“How are we to live together?” I am wondering this daily. At the larger, societal level, it can feel too big for me to wrap my arms around this one. It can feel beyond what I can hold. Too big. Too troublesome. Too much effort. Too little return.
And so, I make it very small. Small enough that I can have an impact. Small enough that I can see movement. Small enough that I can accurately and rightfully claim what is mine to do, and then try to do it as best as I can.
I go inside my own life. I go to living with young adults who are in some ways very, very different than me. They look different. They smell different. They move differently through the world. They want different things than I do. They expect differently. They love differently. They eat differently. They relate differently. And yet, we are the same. They are my people; the ones I am travelling with. Because of this, I try. I try to understand. I try to be better than I have been. I try to not ridicule or demonize their ways. I try to bridge and ride and respect the differences.
Could we not bring this level of “smallness” into the living of our daily lives? Could we not recognize that we are all travelling together? That we are all each other’s people? It is so very easy and natural and human to focus on what is different. It is a survival mechanism. Different could mean danger. Could.

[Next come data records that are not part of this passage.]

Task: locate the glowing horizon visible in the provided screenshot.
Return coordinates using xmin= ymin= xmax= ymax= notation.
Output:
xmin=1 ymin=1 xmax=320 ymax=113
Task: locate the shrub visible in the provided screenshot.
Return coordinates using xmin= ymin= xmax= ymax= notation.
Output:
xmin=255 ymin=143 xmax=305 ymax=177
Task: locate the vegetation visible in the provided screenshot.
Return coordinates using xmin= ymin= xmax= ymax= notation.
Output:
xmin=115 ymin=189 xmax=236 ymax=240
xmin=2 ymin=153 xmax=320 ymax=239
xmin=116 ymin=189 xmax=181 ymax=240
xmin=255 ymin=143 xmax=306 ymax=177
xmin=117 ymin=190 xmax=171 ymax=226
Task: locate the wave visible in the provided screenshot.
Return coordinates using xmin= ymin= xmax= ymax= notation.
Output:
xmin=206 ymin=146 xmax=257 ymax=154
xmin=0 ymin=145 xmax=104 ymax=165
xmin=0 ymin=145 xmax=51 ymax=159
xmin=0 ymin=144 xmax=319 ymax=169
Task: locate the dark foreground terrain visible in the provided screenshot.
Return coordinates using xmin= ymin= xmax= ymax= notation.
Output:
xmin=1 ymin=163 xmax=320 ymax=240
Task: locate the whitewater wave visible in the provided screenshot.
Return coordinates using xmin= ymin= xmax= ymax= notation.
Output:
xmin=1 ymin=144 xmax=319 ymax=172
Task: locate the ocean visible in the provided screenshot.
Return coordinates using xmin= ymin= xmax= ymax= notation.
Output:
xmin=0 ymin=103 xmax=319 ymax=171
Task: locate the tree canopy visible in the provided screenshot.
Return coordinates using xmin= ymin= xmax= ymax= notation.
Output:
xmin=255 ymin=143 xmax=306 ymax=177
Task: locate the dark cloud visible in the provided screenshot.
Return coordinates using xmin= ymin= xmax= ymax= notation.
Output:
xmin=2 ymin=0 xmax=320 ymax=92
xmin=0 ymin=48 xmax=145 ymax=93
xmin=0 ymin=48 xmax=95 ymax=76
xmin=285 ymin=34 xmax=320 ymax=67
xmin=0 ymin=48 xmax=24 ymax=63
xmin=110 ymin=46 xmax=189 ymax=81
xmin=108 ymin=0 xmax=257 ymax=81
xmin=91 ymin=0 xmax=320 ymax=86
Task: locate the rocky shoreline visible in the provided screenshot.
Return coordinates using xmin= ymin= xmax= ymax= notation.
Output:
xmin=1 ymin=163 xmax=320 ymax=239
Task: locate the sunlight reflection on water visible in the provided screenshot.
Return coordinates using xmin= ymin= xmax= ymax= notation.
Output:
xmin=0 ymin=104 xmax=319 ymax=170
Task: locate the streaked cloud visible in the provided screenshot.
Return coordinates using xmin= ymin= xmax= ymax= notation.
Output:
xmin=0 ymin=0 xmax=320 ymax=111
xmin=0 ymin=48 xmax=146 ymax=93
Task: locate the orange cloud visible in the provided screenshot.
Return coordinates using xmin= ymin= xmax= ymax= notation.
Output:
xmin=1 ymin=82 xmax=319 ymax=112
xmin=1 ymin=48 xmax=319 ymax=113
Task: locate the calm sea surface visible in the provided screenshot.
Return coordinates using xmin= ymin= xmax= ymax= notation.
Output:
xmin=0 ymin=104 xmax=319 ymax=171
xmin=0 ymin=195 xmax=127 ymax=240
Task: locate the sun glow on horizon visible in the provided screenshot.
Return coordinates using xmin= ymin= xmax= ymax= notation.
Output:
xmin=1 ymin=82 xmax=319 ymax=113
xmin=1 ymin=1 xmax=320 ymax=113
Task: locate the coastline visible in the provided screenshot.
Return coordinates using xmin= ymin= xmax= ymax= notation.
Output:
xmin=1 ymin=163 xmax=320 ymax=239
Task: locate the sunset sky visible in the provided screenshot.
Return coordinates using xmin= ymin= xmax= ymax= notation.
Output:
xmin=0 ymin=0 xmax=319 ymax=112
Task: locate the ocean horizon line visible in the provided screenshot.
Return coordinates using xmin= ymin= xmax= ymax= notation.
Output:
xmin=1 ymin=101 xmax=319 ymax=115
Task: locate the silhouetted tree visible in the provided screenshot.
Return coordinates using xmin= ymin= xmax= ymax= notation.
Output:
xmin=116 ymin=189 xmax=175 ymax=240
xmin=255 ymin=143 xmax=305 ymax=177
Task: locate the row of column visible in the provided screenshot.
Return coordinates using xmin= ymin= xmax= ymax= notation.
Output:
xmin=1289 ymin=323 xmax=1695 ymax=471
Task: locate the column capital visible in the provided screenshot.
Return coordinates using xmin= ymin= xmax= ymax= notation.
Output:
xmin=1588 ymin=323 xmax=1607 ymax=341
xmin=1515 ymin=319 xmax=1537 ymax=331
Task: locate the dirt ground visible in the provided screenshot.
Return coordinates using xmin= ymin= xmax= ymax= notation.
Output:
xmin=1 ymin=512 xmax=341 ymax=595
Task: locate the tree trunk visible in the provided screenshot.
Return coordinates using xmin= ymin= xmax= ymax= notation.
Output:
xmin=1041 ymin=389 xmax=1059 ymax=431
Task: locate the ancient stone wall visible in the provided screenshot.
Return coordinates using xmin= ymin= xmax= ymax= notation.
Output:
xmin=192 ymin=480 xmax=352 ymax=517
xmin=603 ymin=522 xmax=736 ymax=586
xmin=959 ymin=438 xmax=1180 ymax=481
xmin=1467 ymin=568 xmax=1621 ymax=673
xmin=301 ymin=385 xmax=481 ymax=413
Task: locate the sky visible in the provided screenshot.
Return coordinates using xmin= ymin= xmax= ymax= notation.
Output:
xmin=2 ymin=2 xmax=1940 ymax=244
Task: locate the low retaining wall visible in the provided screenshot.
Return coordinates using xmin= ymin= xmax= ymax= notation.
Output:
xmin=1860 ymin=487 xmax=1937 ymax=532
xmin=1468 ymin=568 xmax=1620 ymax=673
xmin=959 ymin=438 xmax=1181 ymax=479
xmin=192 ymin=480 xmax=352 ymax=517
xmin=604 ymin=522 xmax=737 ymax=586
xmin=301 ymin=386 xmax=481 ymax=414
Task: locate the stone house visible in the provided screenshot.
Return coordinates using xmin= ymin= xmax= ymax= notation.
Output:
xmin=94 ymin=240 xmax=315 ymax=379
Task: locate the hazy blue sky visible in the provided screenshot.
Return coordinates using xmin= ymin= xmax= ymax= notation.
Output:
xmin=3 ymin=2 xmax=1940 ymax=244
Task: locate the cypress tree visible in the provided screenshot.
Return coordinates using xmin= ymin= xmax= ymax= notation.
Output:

To balance my tendencies to experience differences as bad or threatening, I come back to two teachings:”Say ‘yes’ to whatever shows up” and “Everything is allowed.” Nothing denied. Nothing banished. Neither approach to living equals condoning bad behavior or agreeing to the wrong thing. Instead, these teachings serve as a remedy for what ails us. As a softening into the truth of what is before us, whether we want it or not. And as an attempt to align with perhaps the most powerful thinking we could ever hold regarding others;all life, no matter what form it takes, has a “right” to be here. Beyond how we feel about it and beyond how it chooses to be, think, move, act, speak or live.